My mother’s paternal grandmother was Charlotte Ann McCormick, aka Daisy, aka Goggy, a name she got when her granddaughter couldn’t pronounce Grandma. She was born in Manhattan on 6 August 1878 but shaved a year off of that at some point, telling people it was 1879 as eventually appeared on her death certificate. Charlotte was the daughter of Irish immigrants Peter McCormick and Alice Heginbotham, the eldest of two surviving children. Their first child died at birth in 1876. Her younger brother Charles Thomas McCormick was born November 1881. Given the similarity of their names, they were probably named for someone specific but who is a mystery; their grandfathers were Thomas and Patrick.
Charlotte and her brother Charlie were raised in different religious traditions. Our undocumented family legend is that Peter (Roman Catholic) and Alice (Protestant) agreed to raise sons in his faith and daughters in hers. True or not, they had one of each and their children were so raised. I am a descendant of the Protestant daughter; my godfather was the grandson of the Catholic son. Charlotte was confirmed on Good Friday 1892 in St. Andrew’s Episcopal Church in Harlem, three blocks from their home.
The McCormicks lived on the Upper East Side of Manhattan when Charlotte was born, later moving up to Harlem and still later, to Hunts Point Road in the Bronx. Peter was a stone mason and builder and their family was well enough off to afford having a servant. Alice’s father lived nearby. Charlotte completed eighth grade and received a diploma from the Harlem Young Women’s Christian Association in June 1897, certifying her proficiency in stenography and typewriting.

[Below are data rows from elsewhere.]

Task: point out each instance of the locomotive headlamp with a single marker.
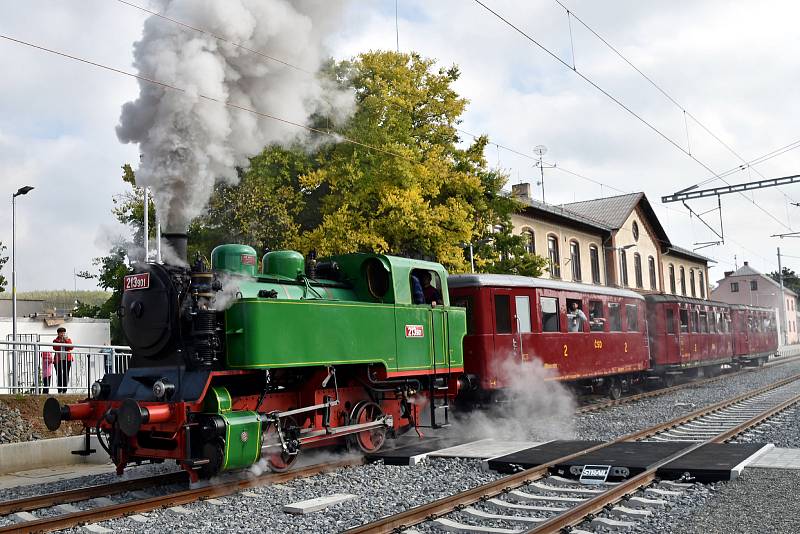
(163, 388)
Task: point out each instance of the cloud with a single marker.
(729, 63)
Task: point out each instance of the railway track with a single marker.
(627, 399)
(91, 505)
(534, 501)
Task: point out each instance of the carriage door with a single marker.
(506, 337)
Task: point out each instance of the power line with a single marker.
(660, 89)
(618, 102)
(165, 85)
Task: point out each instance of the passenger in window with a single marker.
(431, 294)
(575, 318)
(417, 295)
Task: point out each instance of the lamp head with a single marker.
(24, 190)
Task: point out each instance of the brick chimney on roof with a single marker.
(521, 191)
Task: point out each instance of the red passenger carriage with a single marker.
(688, 333)
(516, 319)
(755, 333)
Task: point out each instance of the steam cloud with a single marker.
(189, 143)
(536, 406)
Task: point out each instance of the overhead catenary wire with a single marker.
(195, 28)
(685, 112)
(618, 102)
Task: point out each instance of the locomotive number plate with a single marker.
(415, 330)
(137, 281)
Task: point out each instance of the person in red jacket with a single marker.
(63, 359)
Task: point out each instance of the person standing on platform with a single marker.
(47, 371)
(63, 359)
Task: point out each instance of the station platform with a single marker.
(710, 463)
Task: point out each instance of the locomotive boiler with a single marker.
(232, 364)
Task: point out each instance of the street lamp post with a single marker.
(21, 191)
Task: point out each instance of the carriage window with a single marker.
(684, 320)
(670, 321)
(502, 314)
(597, 320)
(465, 301)
(632, 315)
(549, 314)
(523, 313)
(614, 321)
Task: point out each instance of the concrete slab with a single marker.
(611, 524)
(485, 448)
(45, 475)
(499, 517)
(23, 517)
(96, 529)
(644, 502)
(777, 458)
(454, 526)
(630, 513)
(29, 455)
(320, 503)
(67, 508)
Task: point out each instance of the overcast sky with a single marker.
(732, 65)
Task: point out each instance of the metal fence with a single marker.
(28, 366)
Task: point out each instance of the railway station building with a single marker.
(748, 286)
(614, 241)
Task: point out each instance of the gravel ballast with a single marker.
(382, 490)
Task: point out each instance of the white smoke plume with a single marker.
(534, 407)
(188, 143)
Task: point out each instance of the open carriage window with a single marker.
(614, 319)
(502, 314)
(632, 316)
(597, 320)
(670, 318)
(684, 320)
(549, 314)
(576, 317)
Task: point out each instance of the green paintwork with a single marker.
(324, 322)
(286, 263)
(234, 259)
(242, 439)
(218, 400)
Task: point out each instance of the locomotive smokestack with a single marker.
(177, 241)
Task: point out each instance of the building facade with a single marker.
(749, 286)
(615, 241)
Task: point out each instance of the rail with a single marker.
(46, 367)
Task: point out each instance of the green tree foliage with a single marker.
(3, 260)
(420, 194)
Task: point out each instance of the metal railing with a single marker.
(45, 367)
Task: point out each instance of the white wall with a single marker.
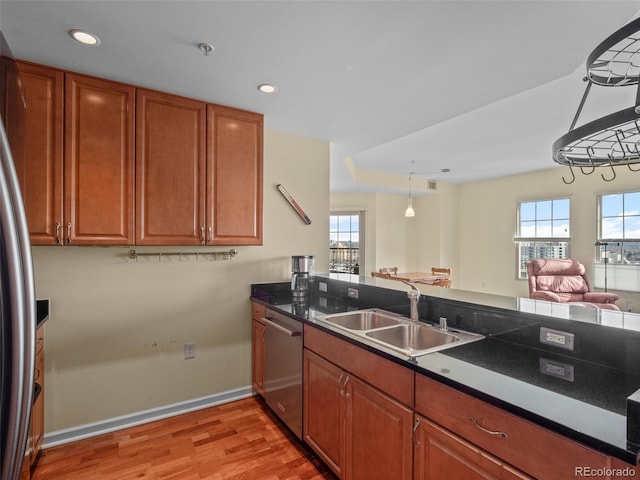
(470, 228)
(108, 312)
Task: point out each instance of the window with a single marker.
(619, 228)
(344, 242)
(543, 231)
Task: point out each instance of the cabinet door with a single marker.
(258, 356)
(441, 454)
(99, 161)
(36, 140)
(37, 411)
(170, 169)
(234, 176)
(379, 435)
(323, 423)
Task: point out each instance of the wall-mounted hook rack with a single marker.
(225, 255)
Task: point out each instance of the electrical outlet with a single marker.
(557, 338)
(557, 369)
(189, 350)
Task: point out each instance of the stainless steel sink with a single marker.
(399, 333)
(364, 319)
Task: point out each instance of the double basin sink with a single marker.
(399, 333)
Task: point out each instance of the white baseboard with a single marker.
(80, 432)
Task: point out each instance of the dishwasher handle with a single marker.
(291, 333)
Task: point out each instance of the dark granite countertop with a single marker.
(582, 395)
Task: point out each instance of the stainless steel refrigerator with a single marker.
(17, 298)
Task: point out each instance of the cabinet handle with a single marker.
(344, 392)
(416, 423)
(490, 432)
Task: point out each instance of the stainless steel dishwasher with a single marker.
(283, 368)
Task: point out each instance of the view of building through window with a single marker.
(344, 242)
(619, 228)
(543, 231)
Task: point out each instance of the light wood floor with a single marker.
(237, 440)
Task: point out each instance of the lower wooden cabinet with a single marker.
(324, 410)
(257, 347)
(378, 432)
(440, 454)
(360, 432)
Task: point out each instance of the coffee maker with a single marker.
(302, 273)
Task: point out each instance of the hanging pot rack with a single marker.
(614, 139)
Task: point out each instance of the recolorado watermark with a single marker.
(626, 472)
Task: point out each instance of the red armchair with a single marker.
(565, 281)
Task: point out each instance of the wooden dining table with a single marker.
(422, 277)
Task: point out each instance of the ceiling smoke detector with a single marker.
(84, 37)
(206, 48)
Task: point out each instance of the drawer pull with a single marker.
(490, 432)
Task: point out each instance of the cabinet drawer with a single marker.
(259, 311)
(393, 379)
(528, 447)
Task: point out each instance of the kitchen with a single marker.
(116, 323)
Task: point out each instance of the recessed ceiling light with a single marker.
(267, 88)
(83, 37)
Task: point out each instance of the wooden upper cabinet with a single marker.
(39, 157)
(99, 161)
(234, 176)
(170, 169)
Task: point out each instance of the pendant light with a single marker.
(409, 212)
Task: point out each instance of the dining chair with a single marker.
(445, 283)
(381, 275)
(391, 270)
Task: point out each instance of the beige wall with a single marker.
(411, 244)
(470, 227)
(108, 312)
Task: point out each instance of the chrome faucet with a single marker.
(414, 296)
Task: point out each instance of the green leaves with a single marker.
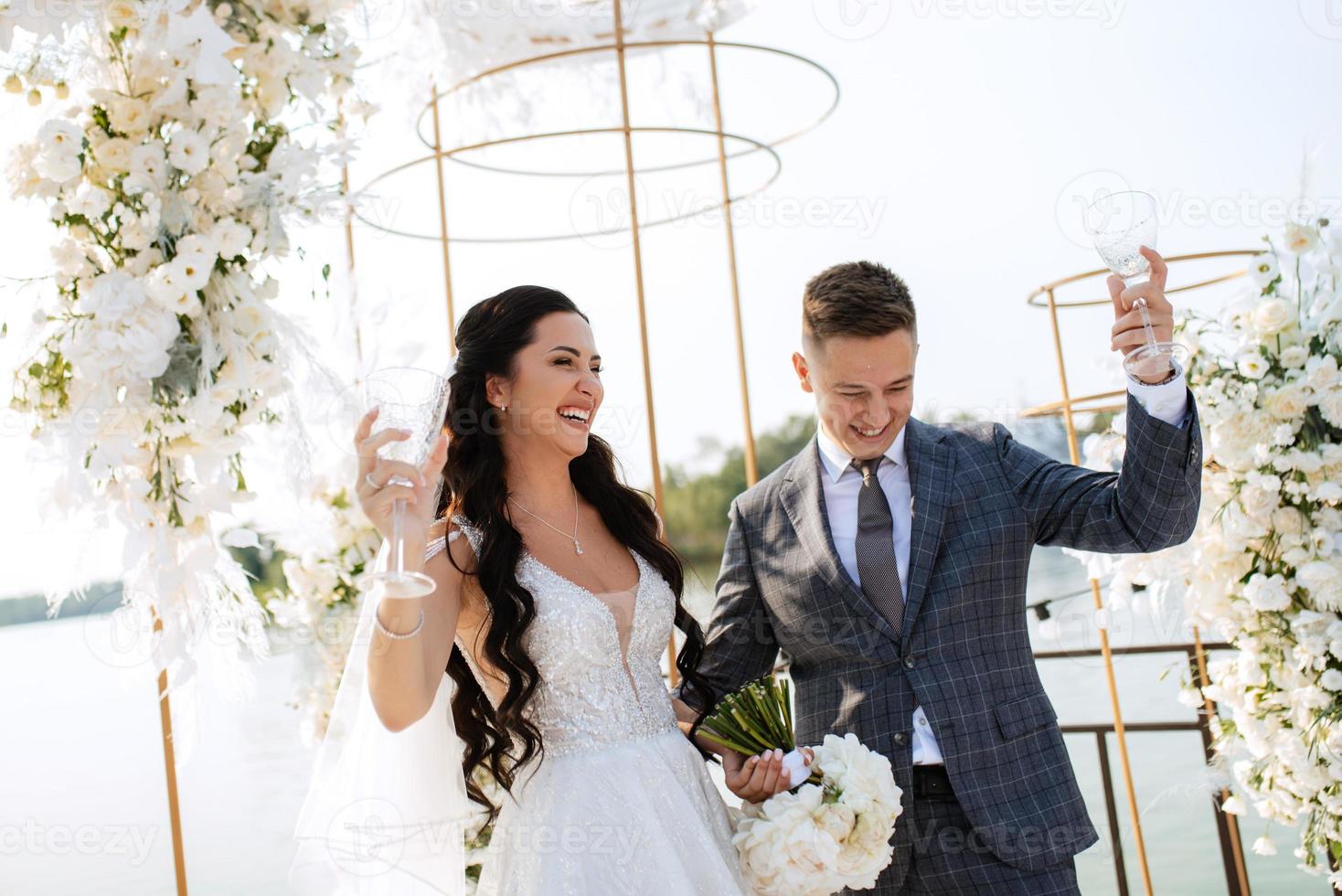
(756, 718)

As far as we know, she was never employed to use those skills and it was a bit of a surprise to the family to discover that she ever had them.
Charlotte’s father Peter died in December 1898 at their home in the Bronx. Following his death, her mother Alice took in boarders, including the recently widowed William John Flanders and his 8 year old son Lester. William married the landlady’s daughter one year later on 7 December 1899. He called her Daisy. Charlotte was 13 years younger than her husband and 13 years older than her step-son.
The new family lived with Alice in the Bronx in the 1900 census but by 1905 had moved across the Hudson River to Newark, New Jersey. Their son William Charles Flanders (my grandfather) was born in October 1900 in Belleville, where most of Alice’s Heginbotham relatives lived. In 1908 the family moved the short distance to 916 Lake Street in the quiet Forest Hill residential suburb, near the cousins and only blocks from the train which William took for his work as a gentlemen’s wear salesman. Charlotte lived in this house until her death in 1967.

Charlotte’s household was multi-generational, as were most households of the time. The 1910 census shows that her new 5-bedroom house held Charlotte, her husband and their son, her step-son Lester, her mother Alice, and her brother Charlie. These were the days before Social Security, when families formed the safety net. The women in my family didn’t work and had no real marketable skills, but they could care for a home and help raise children. And in this generation, the women outlived their husbands by many years.
Although her husband traveled for business, Charlotte wasn’t lonely with a number of cousins within a short walk from her home, including her cousin Edith Karr just two blocks away. The family regularly attended St. Mark’s Episcopal Church near their home. Her husband William Flanders, who was born in England, became a United States citizen in January 1920. He died of cancer on 29 April 1925, leaving 47 year old Charlotte a widow living with her son – and still her mother, who passed away two years later.

Charlotte’s son married in March 1927, bringing his bride Marion Cooke home to live with his mother in the home where he grew up. Charlotte controlled the kitchen and cooked all the meals until World War II, when she couldn’t figure out rationing. Her granddaughters grew up with their grandmother in residence, in the same way her son grew up with his grandmother there. She outlived her daughter-in-law, who died in 1960.
Goggy was in her 80’s when I was growing up and she was always old. She wore plaid cotton housedresses with pearls, earrings, and either a cameo or diamond bar pin, all of which were gifts from her late husband. Her hair was soft white and curled, and she never seemed to do much, but then, at that age she didn’t have to. She enjoyed her drinks on Friday evening, and every evening for that matter, and was cared for tenderly by her son. She fell on her birthday in 1967 and died shortly later from complications of a broken hip. She is buried at East Ridgelawn Cemetery in Passaic, New Jersey, with her husband and mother.